Нельзя не заметить, что статьи издания, словно напечатанные с одного клише, по-казенному отрешенны, бесстрастны, чем отличаются от иных научных, но публицистически окрашенных материалов (коллективный труд “Другая война. 1939-1945”, 1996; “Упущенный шанс Сталина” М.Мельтюхова, 2000 и 2002; “Синдром наступательной войны” В.Невежина, 1997 и др.). Возможно, такой стиль изложения – залог объективности, “академичности” подхода к анализу событий. Но пристрастность той или иной меры в отношении повествования о народных страданиях по-человечески вполне была бы уместна и, на мой взгляд, нимало не сказалась бы на степени объективности. Лишь в статьях Н. Бугая “Депортация народов” и В. Земскова “Репатриация перемещенных советских граждан” ощущается налет сострадания к людям и осуждения – хотя и небезоговорочного – государственной, партийной политики. Н. Бугай: “Всего в годы войны подверглись переселению народы и группы населения 61 национальности. Возможно, что условия военной (экстремальной) ситуации вызывали необходимость определенных предупредительных (курсив в цитатах мой. – Г.Л.) действий советского правительства в тылу и на подступах к линии фронта. Но никак нельзя оправдать примененные ко многим народам репрессивные насильственные меры”; В.Земсков: “Высшие советские руководители, решавшие судьбу офицеров-репатриантов, пребывали в уверенности, что они поступают с ними гуманно. По-видимому, под “гуманизмом” имелось в виду, что они воздержались от катынского способа (расстрел польских офицеров в Катыни) решения проблемы советских офицеров-репатриантов и, сохранив им жизнь, пошли по пути их изоляции в различных формах (проверочно-фильтрационные лагеря, ГУЛАГ, “запасные дивизии”, спецпоселение, рабочие батальоны) <…>. На фоне ужасной участи польских офицеров в Катыни1 такое решение <…> действительно выглядит как крупный шаг в сторону гуманизма”. Но в то же время гуманист Земсков, оппонируя мнению комиссий Г. Жукова (1956 г.) и А.Яковлева (1996 г.), называет прозябание репатриированных бывших военнопленных в “рабочих батальонах” “нерепрессивной” формой наказания”, лукаво обосновывая это тем, что “рабочие батальоны” создавались как одна из форм оргнабора рабочей силы, “причем в массе своей люди воспринимали оргнабор как суровую необходимость <…>, а отнюдь не как наказание или репрессии”. Поистине рабская психология!

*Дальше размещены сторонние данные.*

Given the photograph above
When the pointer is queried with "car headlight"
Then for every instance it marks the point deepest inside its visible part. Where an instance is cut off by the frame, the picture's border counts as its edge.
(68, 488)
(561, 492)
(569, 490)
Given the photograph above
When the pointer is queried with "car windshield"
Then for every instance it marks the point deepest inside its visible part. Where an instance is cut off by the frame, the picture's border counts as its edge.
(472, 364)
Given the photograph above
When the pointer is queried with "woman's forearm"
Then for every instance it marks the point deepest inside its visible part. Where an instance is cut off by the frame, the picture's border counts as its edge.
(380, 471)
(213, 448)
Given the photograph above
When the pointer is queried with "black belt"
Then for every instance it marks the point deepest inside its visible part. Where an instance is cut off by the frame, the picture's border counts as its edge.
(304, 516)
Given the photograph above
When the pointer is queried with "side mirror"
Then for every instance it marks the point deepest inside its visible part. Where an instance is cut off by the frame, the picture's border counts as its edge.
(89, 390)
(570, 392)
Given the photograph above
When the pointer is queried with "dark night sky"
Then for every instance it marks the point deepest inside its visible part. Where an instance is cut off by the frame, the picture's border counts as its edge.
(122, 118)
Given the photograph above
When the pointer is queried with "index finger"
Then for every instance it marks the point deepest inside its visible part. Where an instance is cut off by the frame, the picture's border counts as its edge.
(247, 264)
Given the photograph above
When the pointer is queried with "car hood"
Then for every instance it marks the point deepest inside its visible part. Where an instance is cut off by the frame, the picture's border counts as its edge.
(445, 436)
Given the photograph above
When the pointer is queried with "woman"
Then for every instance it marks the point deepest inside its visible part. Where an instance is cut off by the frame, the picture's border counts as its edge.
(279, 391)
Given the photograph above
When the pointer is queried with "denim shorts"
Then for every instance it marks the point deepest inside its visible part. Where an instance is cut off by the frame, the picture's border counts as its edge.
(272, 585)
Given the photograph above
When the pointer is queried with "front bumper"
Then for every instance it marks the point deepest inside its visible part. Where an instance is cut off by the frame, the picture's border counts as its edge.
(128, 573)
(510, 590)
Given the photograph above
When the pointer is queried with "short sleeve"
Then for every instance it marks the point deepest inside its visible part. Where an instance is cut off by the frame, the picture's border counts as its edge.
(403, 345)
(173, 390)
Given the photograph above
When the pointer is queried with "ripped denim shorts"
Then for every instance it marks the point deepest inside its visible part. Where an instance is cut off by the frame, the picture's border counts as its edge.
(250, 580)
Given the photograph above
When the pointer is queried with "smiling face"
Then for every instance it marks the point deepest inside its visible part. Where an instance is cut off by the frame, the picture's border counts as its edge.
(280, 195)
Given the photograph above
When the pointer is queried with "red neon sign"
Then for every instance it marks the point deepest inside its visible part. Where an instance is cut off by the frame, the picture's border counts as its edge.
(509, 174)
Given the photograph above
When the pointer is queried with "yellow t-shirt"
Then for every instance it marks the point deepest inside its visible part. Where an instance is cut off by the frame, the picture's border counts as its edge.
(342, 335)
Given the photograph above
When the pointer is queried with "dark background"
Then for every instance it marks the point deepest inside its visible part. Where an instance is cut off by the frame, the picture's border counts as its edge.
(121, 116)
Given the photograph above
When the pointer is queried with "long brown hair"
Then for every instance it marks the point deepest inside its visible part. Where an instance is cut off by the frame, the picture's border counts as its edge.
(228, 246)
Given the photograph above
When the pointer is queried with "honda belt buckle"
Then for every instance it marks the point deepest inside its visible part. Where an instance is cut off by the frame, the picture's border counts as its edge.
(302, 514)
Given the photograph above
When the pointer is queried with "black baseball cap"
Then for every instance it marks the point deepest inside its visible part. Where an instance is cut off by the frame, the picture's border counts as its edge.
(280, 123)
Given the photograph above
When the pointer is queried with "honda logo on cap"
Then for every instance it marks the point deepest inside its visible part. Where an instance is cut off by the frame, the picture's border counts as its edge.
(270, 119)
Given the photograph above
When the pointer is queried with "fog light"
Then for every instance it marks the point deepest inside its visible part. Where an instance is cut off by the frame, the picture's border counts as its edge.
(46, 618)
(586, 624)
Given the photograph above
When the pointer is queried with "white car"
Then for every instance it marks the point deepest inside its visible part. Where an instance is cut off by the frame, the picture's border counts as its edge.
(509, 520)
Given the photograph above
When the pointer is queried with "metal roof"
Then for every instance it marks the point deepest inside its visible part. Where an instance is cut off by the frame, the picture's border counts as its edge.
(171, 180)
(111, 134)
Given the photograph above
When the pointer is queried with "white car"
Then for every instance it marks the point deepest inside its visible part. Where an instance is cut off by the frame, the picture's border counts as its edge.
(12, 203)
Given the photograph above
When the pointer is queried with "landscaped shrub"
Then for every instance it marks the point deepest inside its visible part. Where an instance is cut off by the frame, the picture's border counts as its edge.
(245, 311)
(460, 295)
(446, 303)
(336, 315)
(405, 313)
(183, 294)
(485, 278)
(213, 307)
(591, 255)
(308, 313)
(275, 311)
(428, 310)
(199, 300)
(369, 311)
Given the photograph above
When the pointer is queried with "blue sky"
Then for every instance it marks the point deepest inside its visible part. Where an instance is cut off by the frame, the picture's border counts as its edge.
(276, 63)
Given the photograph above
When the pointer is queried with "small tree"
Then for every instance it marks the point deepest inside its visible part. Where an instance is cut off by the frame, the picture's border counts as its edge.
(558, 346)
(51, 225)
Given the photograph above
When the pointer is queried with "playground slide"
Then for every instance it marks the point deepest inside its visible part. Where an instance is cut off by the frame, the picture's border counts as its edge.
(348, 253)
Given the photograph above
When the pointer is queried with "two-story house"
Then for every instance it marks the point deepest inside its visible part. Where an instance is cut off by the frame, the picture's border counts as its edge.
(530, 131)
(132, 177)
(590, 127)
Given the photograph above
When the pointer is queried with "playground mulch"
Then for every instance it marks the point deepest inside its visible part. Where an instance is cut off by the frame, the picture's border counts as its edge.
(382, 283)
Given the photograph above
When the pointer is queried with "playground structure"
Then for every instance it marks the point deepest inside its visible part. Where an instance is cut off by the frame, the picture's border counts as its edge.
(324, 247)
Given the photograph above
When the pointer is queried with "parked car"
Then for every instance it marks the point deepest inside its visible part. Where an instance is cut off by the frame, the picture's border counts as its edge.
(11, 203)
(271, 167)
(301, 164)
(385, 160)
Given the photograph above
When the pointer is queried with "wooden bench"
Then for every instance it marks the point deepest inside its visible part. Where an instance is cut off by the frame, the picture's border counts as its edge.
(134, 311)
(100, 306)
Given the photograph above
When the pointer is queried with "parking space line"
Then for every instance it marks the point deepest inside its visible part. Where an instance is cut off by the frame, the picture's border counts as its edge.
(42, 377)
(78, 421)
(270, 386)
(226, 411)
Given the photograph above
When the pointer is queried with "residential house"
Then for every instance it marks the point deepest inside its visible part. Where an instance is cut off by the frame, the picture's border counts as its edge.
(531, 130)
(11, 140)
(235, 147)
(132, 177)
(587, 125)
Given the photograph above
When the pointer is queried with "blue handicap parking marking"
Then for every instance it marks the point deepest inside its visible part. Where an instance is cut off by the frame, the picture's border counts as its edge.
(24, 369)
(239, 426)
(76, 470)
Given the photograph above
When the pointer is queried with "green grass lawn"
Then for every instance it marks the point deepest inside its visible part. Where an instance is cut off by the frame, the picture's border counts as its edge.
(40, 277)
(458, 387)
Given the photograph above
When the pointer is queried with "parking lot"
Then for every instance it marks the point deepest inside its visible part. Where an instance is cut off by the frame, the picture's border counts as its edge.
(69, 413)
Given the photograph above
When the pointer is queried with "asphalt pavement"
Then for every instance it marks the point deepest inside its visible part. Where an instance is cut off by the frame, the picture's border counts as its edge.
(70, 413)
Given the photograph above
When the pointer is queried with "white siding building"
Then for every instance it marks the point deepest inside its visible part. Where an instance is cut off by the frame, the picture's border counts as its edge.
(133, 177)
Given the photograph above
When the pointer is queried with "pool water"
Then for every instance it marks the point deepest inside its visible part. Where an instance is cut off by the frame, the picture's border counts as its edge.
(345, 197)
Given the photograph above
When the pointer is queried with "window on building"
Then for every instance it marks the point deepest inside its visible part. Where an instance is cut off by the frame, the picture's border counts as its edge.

Деятельности в годы войны главных насаждателей этой психологии – органов госбезопасности, которым были предоставлены фактически чрезвычайные полномочия, – посвящена статья начальника кафедры истории Академии ФСБ В. Хаустова. Описывается эта деятельность с гордостью и, как мне кажется, не без цинизма. Трудности военного времени “преодолевались с помощью ужесточения карательных мер, – хладнокровно признает автор. – В зависимости от темпов выпуска оборонной продукции, положения на фронтах усиливались и ослаблялись репрессии. За 1942 г. органами госбезопасности была арестована 191 тыс. человек, в 1943 г. – более 261 тыс. Следует иметь в виду, что в годы войны понятие “антисоветские проявления” трактовалось довольно широко”. Попросту говоря, сотрудники ведомства Берии рыскали по стране, сея страх среди тружеников фронта и тыла и приумножая трудности лихолетья.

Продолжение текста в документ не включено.